In 1947, a Filipino seaman by the name of Tomas Cloma “discovered” certain island in the Spratlys. In 1950, Philippine President Elpidio Quirino said that “as long as China (ROC) held the Spratlys, the Philippines would not press its claim. Interpreted otherwise, if the islands are controlled by the People’s Republic of China, the Philippines would press its claim on the ground that its proximity is a threat to our national security.

After World War II, a peace treaty was concluded in San Francisco and signed on September 8, 1951. It provided in Chapter II, Territory, Article 2, Section b, and Subsection (i) that “Japan renounced all right, title and claim to the Spratly islands and to the Paracel islands.” The Philippines ratified the treaty on July 16, 1956. The Philippine delegation was composed of Carlos P. Romulo, J. M. Elizalde, Vicente Francisco, Diosdado Macapagal, Emilano V. Tirona, and Vicente G. Sinco.

The Treaty has to be interpreted in the context that Japan occupied the Spratly and Paracel Islands during the war. It is being asked to renounce its right, title and claim over those islands was a mandate to Japan to return them to China.

In less than a year after the San Francisco Treaty was concluded, Republic of China and Japan signed a peace agreement on April 28, 1952. Article 2 of the Peace agreement provides, to quote: “It recognizes under Article 2 of the Treaty of Peace which Japan signed at the Treaty of San Francisco on September 8, 1951 x x x, Japan renounced all right, title and claim to Taiwan (Formosa) and Penghu (the Pescadores) as well as the Spratly islands and the Paracel islands.” The peace treaty has reference to Taiwan’s claim over these islands because of the on-going civil war between the China and Taiwan.

We must take note that before the final draft of the San Francisco Peace Treaty was issued in September, 1951, Foreign Minister Zhou Enlai stated China’s position, that the consignment of the islands in the SCS to Taiwan was illegal and should not be recognized. Besides, China was protesting to its exclusion to the negotiation.
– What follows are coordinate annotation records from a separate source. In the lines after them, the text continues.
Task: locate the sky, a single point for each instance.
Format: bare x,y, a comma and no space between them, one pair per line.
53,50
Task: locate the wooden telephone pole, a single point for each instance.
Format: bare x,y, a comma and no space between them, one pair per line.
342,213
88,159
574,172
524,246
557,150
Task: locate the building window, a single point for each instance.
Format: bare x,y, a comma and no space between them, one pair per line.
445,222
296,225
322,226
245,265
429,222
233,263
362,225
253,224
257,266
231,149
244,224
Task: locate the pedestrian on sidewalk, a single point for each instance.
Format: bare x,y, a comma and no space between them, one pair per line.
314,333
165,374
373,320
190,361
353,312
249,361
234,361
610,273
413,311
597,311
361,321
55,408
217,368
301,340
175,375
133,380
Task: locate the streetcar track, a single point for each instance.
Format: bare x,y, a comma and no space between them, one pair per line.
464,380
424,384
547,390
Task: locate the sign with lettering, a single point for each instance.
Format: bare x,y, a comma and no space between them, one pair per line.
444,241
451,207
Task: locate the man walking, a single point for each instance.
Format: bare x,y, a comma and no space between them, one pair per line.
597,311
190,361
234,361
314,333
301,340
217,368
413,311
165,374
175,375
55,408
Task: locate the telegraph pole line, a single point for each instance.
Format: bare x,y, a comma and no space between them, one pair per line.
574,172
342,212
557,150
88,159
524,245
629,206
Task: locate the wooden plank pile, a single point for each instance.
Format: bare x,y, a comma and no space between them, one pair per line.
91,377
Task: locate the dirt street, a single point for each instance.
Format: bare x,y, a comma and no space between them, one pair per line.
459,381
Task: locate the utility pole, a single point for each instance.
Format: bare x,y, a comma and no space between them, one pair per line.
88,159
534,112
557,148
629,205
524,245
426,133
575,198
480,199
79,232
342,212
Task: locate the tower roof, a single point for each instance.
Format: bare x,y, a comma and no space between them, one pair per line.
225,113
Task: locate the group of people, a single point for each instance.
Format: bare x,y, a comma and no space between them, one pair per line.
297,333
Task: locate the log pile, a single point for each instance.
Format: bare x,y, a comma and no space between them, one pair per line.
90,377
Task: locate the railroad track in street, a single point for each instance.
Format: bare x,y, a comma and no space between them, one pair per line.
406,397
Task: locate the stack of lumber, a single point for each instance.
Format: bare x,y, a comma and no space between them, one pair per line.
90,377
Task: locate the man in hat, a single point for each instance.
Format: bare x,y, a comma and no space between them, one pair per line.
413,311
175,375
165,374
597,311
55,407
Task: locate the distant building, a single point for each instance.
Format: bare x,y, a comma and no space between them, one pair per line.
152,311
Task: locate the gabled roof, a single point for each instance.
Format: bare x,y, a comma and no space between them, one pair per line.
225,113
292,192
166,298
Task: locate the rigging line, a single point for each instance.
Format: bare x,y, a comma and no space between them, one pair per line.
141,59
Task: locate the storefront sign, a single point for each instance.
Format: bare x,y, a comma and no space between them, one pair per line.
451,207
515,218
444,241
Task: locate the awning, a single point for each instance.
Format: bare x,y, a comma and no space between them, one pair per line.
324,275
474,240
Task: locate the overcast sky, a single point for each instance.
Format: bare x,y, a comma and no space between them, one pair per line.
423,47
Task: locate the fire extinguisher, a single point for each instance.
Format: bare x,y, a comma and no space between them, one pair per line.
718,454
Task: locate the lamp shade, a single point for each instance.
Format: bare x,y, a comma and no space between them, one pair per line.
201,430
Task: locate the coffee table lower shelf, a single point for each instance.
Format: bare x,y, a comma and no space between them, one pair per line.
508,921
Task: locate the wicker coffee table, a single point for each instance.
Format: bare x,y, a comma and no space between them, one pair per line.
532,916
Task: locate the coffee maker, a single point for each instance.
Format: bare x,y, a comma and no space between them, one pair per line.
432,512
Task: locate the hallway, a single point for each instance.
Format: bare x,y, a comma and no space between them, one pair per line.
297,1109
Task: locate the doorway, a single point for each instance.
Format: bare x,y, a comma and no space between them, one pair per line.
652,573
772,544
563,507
Specifically, China claimed that Xisha (Paracel Islands), Nansha (Spratly Islands) and Dongsha (Pratas Islands) in the South China Sea were actually part of China. The treaty either did not address these islands, or that Pratas Islands be turned over to the UN as trusteeship territories.

Looking at the dates, one wonders how the PAC arrived at the decision when documents show that Spratly is outside of our territory. On the contrary, it was the adoption of the 200-mile limit by UNCLOS that created confusion resulting in the overlapping of claims over territorial waters plus our lack of understanding of such concepts of sovereignty over these islands to differentiate it from sovereign right over the exclusive economic zone notwithstanding that Senator Arturo Tolentino made a unique demarcation of our archipelago and called it the “Archipelagic Doctrine.”